My Lords, I thank the noble Baroness, Lady Prashar, for securing this debate. The issue of social exclusion, especially affecting those with disabilities, is close to my heart. Autistic individuals are one of the most socially excluded groups in society. This is due to the complexity and lack of understanding of autistic spectrum disorders. For far too long, people with autism have been neglected by society. This statement is corroborated by the fact that those with autism often have bleak outcomes later in life. Studies have revealed that a large percentage of autistic people have stated that they find it difficult to make friends.
I am deeply saddened by the testimonies of those with autism; no group in society should be subjected to such helpless circumstances. We have a civic duty to foster greater relationships with autistic people. I should like to give kudos to the families and carers of those with autism, who have provided sufferers with the love and support that they so richly need and deserve. It is also important to offer them any assistance that they may require in fulfilling their highly commendable duties.
People with autism have often been misunderstood for exhibiting what may be perceived as peculiar behaviour. Unfortunately, some of those individuals may come into contact with the criminal justice system at some stage in their lives.

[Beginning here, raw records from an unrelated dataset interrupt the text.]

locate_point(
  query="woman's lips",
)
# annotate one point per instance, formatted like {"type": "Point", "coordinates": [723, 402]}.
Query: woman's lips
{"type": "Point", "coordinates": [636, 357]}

According to a survey conducted by the National Autistic Society, one-third of people with autism are not in receipt of benefits. That revelation is truly shocking, as it tells us that those at the higher functioning end of the autism spectrum are among those who are missing out on vital support and assistance. Poverty is a harbinger of social exclusion. Research reveals that only 15 per cent of adults with autism are in full-time employment. That figure reflects the stark reality that autistic adults are simply not getting the support that they need when seeking a job. All adults with autism who apply for employment and support allowance in future should be given adequate assistance when submitting their claims. I hope that we will address the failures of the benefits system correctly to award appropriate financial support to autistic applicants. Greater understanding and awareness of autism will inevitably lead to better strategic planning among individuals and organisations responsible for addressing the needs of autistic people.
Autism by its nature is a complex condition that requires a comprehensive and co-ordinated plan of action. We are all indeed pleased that there is cross-party consensus on the Autism Bill, which will no doubt herald a new era of heightened awareness regarding autism.
I conclude by stating that it is our responsibility as an inclusive society to do everything necessary to ensure that the discrimination and exclusion that pervade the lives of autistic individuals are eradicated. In order to achieve that, we must ensure that those individuals have access to the support and resources that they require to live happy and fulfilling lives.